Parham co-founded and directs the Nyansa Classical Community, an after school programme aimed at enabling African-American students of low-income and disadvantaged families in New Orleans. The programme focuses on reading from Classical mythology, Greek and Roman texts, and Biblical stories, and is supported by the Society for Classical Studies and Tulane University.

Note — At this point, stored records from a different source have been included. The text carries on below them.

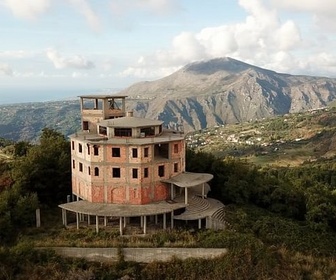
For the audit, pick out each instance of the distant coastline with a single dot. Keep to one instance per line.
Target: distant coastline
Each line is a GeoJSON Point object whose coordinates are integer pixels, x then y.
{"type": "Point", "coordinates": [15, 96]}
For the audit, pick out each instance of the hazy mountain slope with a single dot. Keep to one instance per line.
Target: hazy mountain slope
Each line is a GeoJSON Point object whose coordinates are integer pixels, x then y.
{"type": "Point", "coordinates": [225, 90]}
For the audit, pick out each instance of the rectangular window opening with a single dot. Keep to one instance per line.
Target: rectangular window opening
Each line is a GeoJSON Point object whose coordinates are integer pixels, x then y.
{"type": "Point", "coordinates": [116, 172]}
{"type": "Point", "coordinates": [85, 125]}
{"type": "Point", "coordinates": [146, 152]}
{"type": "Point", "coordinates": [134, 152]}
{"type": "Point", "coordinates": [134, 173]}
{"type": "Point", "coordinates": [95, 150]}
{"type": "Point", "coordinates": [123, 132]}
{"type": "Point", "coordinates": [115, 152]}
{"type": "Point", "coordinates": [175, 167]}
{"type": "Point", "coordinates": [161, 170]}
{"type": "Point", "coordinates": [146, 172]}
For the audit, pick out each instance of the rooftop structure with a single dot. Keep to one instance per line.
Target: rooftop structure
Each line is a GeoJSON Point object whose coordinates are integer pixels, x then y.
{"type": "Point", "coordinates": [124, 166]}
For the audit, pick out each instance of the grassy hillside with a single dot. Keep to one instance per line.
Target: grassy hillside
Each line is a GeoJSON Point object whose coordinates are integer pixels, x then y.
{"type": "Point", "coordinates": [287, 140]}
{"type": "Point", "coordinates": [25, 121]}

Her 2017 monograph American Routes: Racial Palimpsests and the Transformation of Race was the co-winner of the 2018 American Sociological Association's Barrington Moore Book Award in Comparative and Historical Sociology, the co-winner of the 2018 Social Science History Association's Allan Sharlin Memorial Book Award and received an Honorable Mention for the 2018 American Sociological Association's Thomas and Znaniecki Distinguished Book Award for International Migration. She coauthored The Black Intellectual Tradition: Reading Freedom in Classical Literature published by Classical Academic Press in 2022.

== Selected publications ==
- Parham, Angel Adams. "Diaspora, community and communication: Internet use in transnational Haiti." Global Networks 4.2 (2004): 199–217.
- Parham, Angel Adams. "Internet, place, and public sphere in diaspora communities." Diaspora: A Journal of Transnational Studies 14.2 (2005): 349–380.
- Parham, Angel Adams. "Race, memory and family history." Social identities 14.1 (2008): 13–32.
- Parham, Angel Adams. American routes: Racial palimpsests and the transformation of race. Oxford University Press, 2017.